Last week's attacks come at a time when a partnership among Wood River Valley sheep ranchers, environmentalists and state and federal officials is set to expand across Blaine County. For the past three years, the Wood River Wolf Project has been employing proactive, non-lethal measures in the valley north of Ketchum to decrease the number of sheep kills by wolves. The project's successes keeping domestic sheep bands and wolves separate have garnered it widespread praise.
The project's methods include electrified night pens for corralling sheep, using more livestock guard dogs and keeping rangelands free of sheep carcasses, a powerful attractant for wolves. The Wood River Wolf Project was launched in 2008, about a year after the newly formed Phantom Hill wolf pack was implicated in the deaths of about a dozen sheep.
Wildlife Services agents have confirmed that one of the deaths on the Cove Ranch was wolf-caused, and have called the other death a "probable" wolf kill, Grimm said. All three of the 250-pound calves were born this year.

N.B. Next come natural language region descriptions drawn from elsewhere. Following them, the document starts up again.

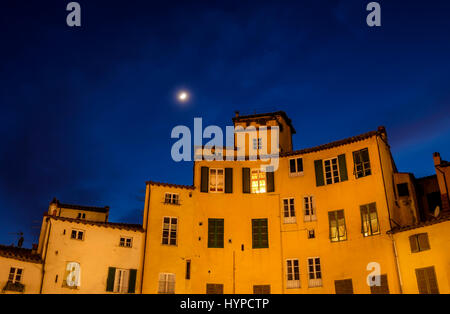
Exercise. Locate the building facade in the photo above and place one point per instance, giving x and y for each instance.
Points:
(336, 218)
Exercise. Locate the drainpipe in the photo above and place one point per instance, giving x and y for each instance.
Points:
(45, 256)
(397, 264)
(145, 239)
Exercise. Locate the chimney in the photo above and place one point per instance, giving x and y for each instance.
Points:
(437, 159)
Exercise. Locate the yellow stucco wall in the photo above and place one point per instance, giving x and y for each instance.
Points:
(238, 270)
(438, 256)
(31, 277)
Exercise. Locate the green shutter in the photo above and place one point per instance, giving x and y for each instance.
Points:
(318, 165)
(228, 180)
(132, 281)
(204, 185)
(270, 176)
(342, 167)
(245, 180)
(110, 281)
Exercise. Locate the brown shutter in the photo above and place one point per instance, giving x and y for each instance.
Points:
(245, 180)
(413, 243)
(228, 180)
(422, 239)
(342, 167)
(204, 185)
(318, 165)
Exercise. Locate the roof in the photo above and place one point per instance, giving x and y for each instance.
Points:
(443, 218)
(258, 115)
(170, 185)
(114, 225)
(25, 255)
(81, 207)
(353, 139)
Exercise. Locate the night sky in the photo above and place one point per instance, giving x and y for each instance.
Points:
(87, 113)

The Idaho Department of Fish and Game has granted a 60-day kill order for the offending wolves. Wildlife Services agents have already set traps on the ranch to try to capture the wolves.
Wildlife Services will consider the case closed if it is able to capture and kill wolves in the vicinity of the ranch.
"If we can catch them in that area, we're going to assume they're the offending wolves," Grimm said.
In recent years, the number of wolf reports coming out of the foothills east and north of the communities of Gannett and Picabo has increased. Wolves have also been reported passing through some of the lower agricultural lands in the Bellevue Triangle.
Grimm said that based on the amount of meat consumed after the attacks, more than one wolf was likely involved.
"We're definitely talking about multiple wolves," he said. "But I don't think it's a huge amount of wolves. I don't think there's 10 of them."
On Monday, participants of the Wood River Wolf Project met in Hailey to discuss the upcoming grazing season. During the discussions attended by local sheep ranchers, Forest Service and Fish and Game officials, and representatives from nonprofit Defenders of Wildlife, talk turned to whether the project should expand its focus both geographically and to include cattle ranchers.
Blaine County Commissioner Larry Schoen, a participant in the meeting, said Tuesday that the Cove Ranch attacks underscore the need to expand the project's focus. During the regular commission meeting Tuesday, Schoen described the Wood River Wolf Project's new approach as being akin to a "response team approach." The expansion may also include new grazing areas not covered by the project.
In the past three years, field crews hired by Defenders of Wildlife worked closely with individual sheep bands grazing in the Sawtooth National Forest's Ketchum Ranger District. The crews monitored wolf activity and helped herders set up electrified night pens for corralling the sheep at night, when most wolf attacks occur.
Schoen is working with the project to plan a public demonstration event for Blaine County ranchers during which the proactive methods will be displayed. They hope to hold the event in late July at the county fairgrounds in Carey.